A expedição feminina da Intrepid Travel à Índia mostra outra faceta dessa mudança. Liderados por guias como Anjali Singh, esses passeios não apenas oferecem experiências seguras e confortáveis ​​para mulheres viajantes, mas também destacam as mulheres que estão trilhando seus próprios caminhos no mercado de trabalho. Singh gerencia perfeitamente a logística, traduz nuances culturais e navega em dinâmicas sociais complexas – funções anteriormente dominadas por homens. A sua presença é significativa: quebra estereótipos e fornece um exemplo visível para as jovens que, de outra forma, poderiam aceitar opções de carreira limitadas.

Além do Turismo: Empoderamento Econômico e Impacto Social

O impacto vai além dos ganhos individuais. As mulheres no turismo ganham muitas vezes uma nova capacidade de decisão na tomada de decisões domésticas, aumentando o seu estatuto social nas suas comunidades. Aarti Agarwal, que organiza demonstrações de sari para viajantes Intrepid, recebe grupos em sua casa multigeracional, apresentando um artesanato tradicional e ao mesmo tempo ganhando renda. Da mesma forma, o colectivo de artesãos Sunder Rang, em Chandelao, capacita as mulheres através de salários justos e de uma participação de 60% nas vendas, reinvestindo os lucros em programas de formação e orientação.

Estas oportunidades também promovem ligações sociais que historicamente faltaram a muitas mulheres. Kamlesh Ratnu, designer líder de Sunder Rang, observa que o coletivo oferece um espaço seguro para as mulheres compartilharem experiências sem medo de julgamento – um forte contraste com a dinâmica muitas vezes restritiva dentro das famílias.

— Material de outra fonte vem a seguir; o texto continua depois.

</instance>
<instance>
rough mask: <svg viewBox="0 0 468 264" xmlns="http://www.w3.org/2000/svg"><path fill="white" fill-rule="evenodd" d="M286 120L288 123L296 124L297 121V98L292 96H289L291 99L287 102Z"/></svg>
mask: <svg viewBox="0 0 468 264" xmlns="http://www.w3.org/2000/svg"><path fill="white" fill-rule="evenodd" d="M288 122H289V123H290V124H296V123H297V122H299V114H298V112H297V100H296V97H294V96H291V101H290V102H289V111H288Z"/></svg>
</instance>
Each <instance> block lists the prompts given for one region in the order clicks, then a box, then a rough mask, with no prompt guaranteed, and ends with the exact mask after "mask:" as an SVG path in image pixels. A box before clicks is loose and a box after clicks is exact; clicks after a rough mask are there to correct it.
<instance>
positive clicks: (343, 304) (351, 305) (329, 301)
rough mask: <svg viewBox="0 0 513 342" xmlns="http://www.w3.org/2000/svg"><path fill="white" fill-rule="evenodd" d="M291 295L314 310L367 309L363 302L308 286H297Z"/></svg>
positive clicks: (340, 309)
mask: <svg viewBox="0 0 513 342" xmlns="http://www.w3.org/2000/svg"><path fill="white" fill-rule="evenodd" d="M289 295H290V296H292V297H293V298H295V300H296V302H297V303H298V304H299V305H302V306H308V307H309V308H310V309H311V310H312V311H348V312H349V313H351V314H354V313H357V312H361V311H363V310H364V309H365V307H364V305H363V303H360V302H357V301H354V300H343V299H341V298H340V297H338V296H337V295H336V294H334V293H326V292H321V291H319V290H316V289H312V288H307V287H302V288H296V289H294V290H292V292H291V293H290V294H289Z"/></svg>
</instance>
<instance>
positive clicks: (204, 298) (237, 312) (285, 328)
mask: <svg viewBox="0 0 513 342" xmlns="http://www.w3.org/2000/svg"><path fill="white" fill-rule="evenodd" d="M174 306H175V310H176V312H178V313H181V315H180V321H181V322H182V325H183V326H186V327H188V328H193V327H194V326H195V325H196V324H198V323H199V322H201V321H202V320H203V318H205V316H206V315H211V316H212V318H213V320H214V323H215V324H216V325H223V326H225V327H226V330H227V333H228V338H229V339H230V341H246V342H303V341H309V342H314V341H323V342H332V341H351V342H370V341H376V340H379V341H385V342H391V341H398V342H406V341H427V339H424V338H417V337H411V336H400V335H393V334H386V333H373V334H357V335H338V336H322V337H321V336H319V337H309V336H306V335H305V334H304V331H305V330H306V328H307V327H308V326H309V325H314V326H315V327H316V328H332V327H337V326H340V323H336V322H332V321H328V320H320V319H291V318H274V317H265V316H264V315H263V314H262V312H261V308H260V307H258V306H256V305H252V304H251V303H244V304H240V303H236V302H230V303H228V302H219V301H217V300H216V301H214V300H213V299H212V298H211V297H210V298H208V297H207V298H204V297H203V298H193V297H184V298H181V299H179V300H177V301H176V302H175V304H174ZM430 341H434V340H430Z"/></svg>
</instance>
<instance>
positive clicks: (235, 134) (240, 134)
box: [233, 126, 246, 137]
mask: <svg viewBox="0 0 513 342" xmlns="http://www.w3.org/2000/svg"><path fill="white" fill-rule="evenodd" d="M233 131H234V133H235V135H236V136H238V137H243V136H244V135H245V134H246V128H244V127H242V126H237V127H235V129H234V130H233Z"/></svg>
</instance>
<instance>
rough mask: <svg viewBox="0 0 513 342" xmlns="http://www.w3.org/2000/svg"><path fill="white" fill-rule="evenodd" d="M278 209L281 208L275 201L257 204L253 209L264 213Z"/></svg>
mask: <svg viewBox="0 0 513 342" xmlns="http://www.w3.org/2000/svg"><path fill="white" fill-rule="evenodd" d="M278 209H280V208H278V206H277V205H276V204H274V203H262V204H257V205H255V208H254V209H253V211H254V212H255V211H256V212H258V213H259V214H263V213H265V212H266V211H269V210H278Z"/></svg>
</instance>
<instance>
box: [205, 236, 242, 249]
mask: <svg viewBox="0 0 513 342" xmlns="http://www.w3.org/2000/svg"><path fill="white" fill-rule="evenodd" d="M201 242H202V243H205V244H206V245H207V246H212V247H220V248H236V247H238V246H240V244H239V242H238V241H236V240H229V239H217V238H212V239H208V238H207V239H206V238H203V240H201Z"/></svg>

O futuro do turismo na Índia: uma mudança de percepção

Apesar do progresso, os desafios permanecem. Os baixos salários, as preocupações com a segurança, a insegurança no emprego e os estereótipos de género persistentes continuam a impedir as mulheres. Mesmo as mulheres em cargos de liderança enfrentam discriminação por parte de clientes e parceiros da indústria. No entanto, as projecções indicam que o sector do turismo da Índia irá criar cerca de 1,5 milhões de empregos para mulheres até 2036. Esta expansão não se trata apenas de números: os destinos com liderança feminina visível são percebidos de forma mais positiva pelos viajantes, reforçando o valor económico e social da inclusão.

A transformação está em curso, impulsionada por mulheres determinadas como Renu Sharma e Anjali Singh, que não estão apenas a redefinir o seu próprio futuro, mas também a remodelar a percepção do que as mulheres podem alcançar na indústria do turismo na Índia. A sua resiliência e ambição estão a provar que o turismo não é apenas um trabalho; é um catalisador para crescimento, capacitação e mudanças duradouras.